“Literary studies – and critical theory in particular – ask us to pay attention to cultural attitudes and assumptions that often go unexamined. I hope that by thinking critically about the world we inhabit and the cultural artifacts we’re surrounded by, we can not only discover how climate change came to be, but, hopefully, how to envision a way out of the crisis.”
“In the School of Humanities, we were exposed to art and music, literature and ideas, philosophies and frameworks through which stories are told, civilizations are built and viewed. I believe this well-rounded understanding of people and societies underlines that there are universal truths and shared human desires and that everything really is connected. In order to work in sustainability, one must be passionate and empathetic. Understanding the beauty and the brutality of humankind and nature through the arts and across time illustrates our strength and ability to adapt and to be the best we can be, for ourselves and for all of life on earth. It is hard but rewarding work.”
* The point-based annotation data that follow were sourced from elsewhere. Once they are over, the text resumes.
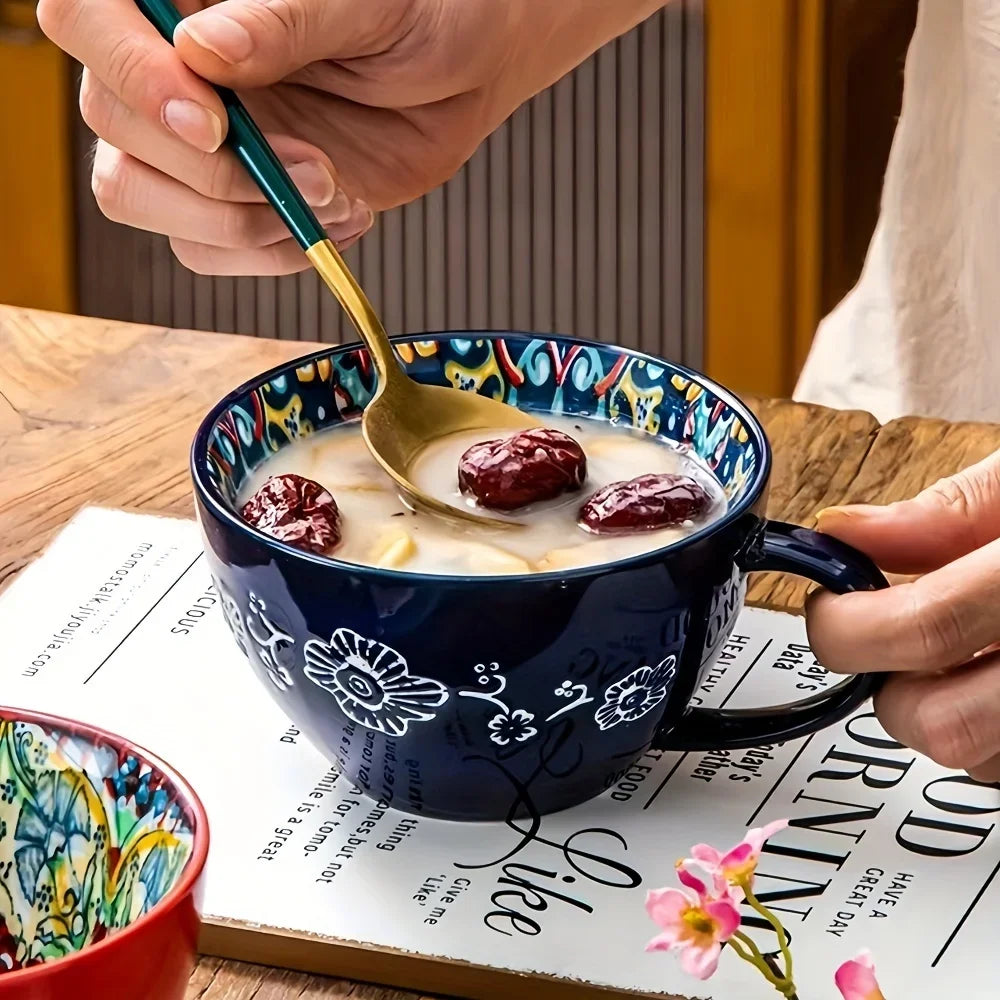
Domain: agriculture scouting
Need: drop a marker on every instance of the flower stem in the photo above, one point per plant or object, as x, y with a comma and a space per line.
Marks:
787, 987
775, 923
752, 954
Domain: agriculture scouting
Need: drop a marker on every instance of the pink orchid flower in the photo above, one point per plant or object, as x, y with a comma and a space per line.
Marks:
693, 923
856, 979
739, 864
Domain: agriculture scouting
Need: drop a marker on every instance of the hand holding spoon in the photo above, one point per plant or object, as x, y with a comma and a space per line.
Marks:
404, 416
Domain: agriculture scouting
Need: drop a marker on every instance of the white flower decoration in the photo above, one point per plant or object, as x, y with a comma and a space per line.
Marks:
273, 645
631, 698
234, 617
513, 726
371, 682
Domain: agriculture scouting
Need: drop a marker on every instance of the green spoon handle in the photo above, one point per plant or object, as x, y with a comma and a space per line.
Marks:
249, 144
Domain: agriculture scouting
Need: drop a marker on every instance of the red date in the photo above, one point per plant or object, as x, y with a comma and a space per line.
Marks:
534, 465
295, 510
645, 504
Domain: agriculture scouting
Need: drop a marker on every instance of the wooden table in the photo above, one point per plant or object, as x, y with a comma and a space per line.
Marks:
96, 412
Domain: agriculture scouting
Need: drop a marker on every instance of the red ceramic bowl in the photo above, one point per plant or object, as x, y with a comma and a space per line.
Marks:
102, 848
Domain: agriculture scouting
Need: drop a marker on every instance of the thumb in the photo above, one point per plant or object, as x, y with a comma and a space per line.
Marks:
254, 43
944, 522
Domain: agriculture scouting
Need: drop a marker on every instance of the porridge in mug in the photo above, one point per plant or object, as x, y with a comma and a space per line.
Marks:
585, 492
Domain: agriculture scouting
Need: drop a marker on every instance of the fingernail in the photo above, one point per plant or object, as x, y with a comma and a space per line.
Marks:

“Studying the humanities has helped me understand the importance of storytelling and radical imagination in the age of climate catastrophe. At its core, the climate catastrophe is a crisis of a dominant world view that asserts there is only one way – and that way has been predicated upon extraction and exploitation. The humanities must remind us of alternative worldviews, centering marginalized communities, questioning the domains of ‘credibility’ and shifting into a framework that centers lived experience. All of this naturally bleeds into the world of decentering whiteness, decolonizing environmentalism and equipping a generation of diverse storytellers to challenge the narrative.”
“The humanistic study of extractive industries, and the social histories connected to them, will be key for understanding the challenges presented by the climate crisis.”